Un album terminé et un autre en route, Steven Levac est maintenant un artiste country à part entière. Ayant débuté comme rockeur gothique autoproclamé, il n’aurait jamais pensé qu’il chanterait avec un chapeau de cowboy.
« Je n’ai pas d’autre choix que de me considérer comme un artiste country maintenant, a-t-il confirmé en riant. J’ai toujours aimé la musique country, mais c’est, en quelque sorte, arrivé par accident. »
Le deuxième single de M. Levac, Dans ma boite de truck, a fait de sa carrière musicale une certitude, celle de Conway Twitty et non d’Axel Rose. Cette chanson pop-country, hymne classique des routes de campagne, de la consommation de bière et des camionnettes, a été écoutée près de 50 000 fois sur les plateformes de streaming.
Grâce à ce succès, Steven Levac se produit devant des foules encore plus grandes que celles de ses années d’adolescence, et ce, partout au Québec.
« Je suis béni vous savez, comme si tout n’avait pas été parfait toute ma vie, parce que tout le monde a ses hauts et ses bas, a-t-il confié. Mais en ce moment, c’est une bonne chose et je ne fais qu’en profiter. »

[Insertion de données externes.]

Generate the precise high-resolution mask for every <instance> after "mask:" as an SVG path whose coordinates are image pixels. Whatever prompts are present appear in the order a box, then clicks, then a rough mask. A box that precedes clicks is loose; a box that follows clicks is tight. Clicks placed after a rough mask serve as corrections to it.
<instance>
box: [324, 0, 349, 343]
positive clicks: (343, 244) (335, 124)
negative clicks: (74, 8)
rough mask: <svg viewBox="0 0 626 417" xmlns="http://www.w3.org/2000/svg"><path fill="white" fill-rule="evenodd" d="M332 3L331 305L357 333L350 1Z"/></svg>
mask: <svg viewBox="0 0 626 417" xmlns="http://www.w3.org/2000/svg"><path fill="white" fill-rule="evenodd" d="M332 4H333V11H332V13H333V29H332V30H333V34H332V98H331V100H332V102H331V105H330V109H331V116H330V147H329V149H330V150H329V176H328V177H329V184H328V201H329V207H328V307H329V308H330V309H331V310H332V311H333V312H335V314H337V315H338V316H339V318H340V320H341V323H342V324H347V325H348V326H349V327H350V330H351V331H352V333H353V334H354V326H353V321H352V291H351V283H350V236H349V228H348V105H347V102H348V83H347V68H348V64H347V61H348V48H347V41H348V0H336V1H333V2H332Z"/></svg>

L’engagement de rester occupé
Après un album et un autre EP en anglais, M. Levac n’a pas l’intention d’arrêter la musique de sitôt. Même si l’immobilier le tient occupé, il se produit les weekends et continue d’écrire des chansons pendant ses temps libres. Pour l’instant, rien ne le ralentit.
Alors qu’il lui reste de nombreuses années à passer dans l’immobilier, il continue à faire de la musique comme un plan de semi-retraite. Lorsque le jour viendra où il transmettra son entreprise immobilière à son fils, M. Levac continuera à jouer et à enregistrer de la musique, aussi longtemps qu’il le pourra.
« Je vais continuer à travailler et à rêver. Ce sont les rêves qui vous font avancer, a-t-il affirmé. J’ai toujours rêvé de jouer dans un film. Et je vous promets que je trouverai un moyen de le faire dans les dix prochaines années. »
Mais en attendant de le voir sur le grand écran, vous le verrez sur ses panneaux d’affichage aux alentours de Hawkesbury, en costume-cravate le soir du Nouvel An, vous l’entendrez sur votre radio et vous le trouverez en train de travailler sur son prochain album à Pleasant Corners.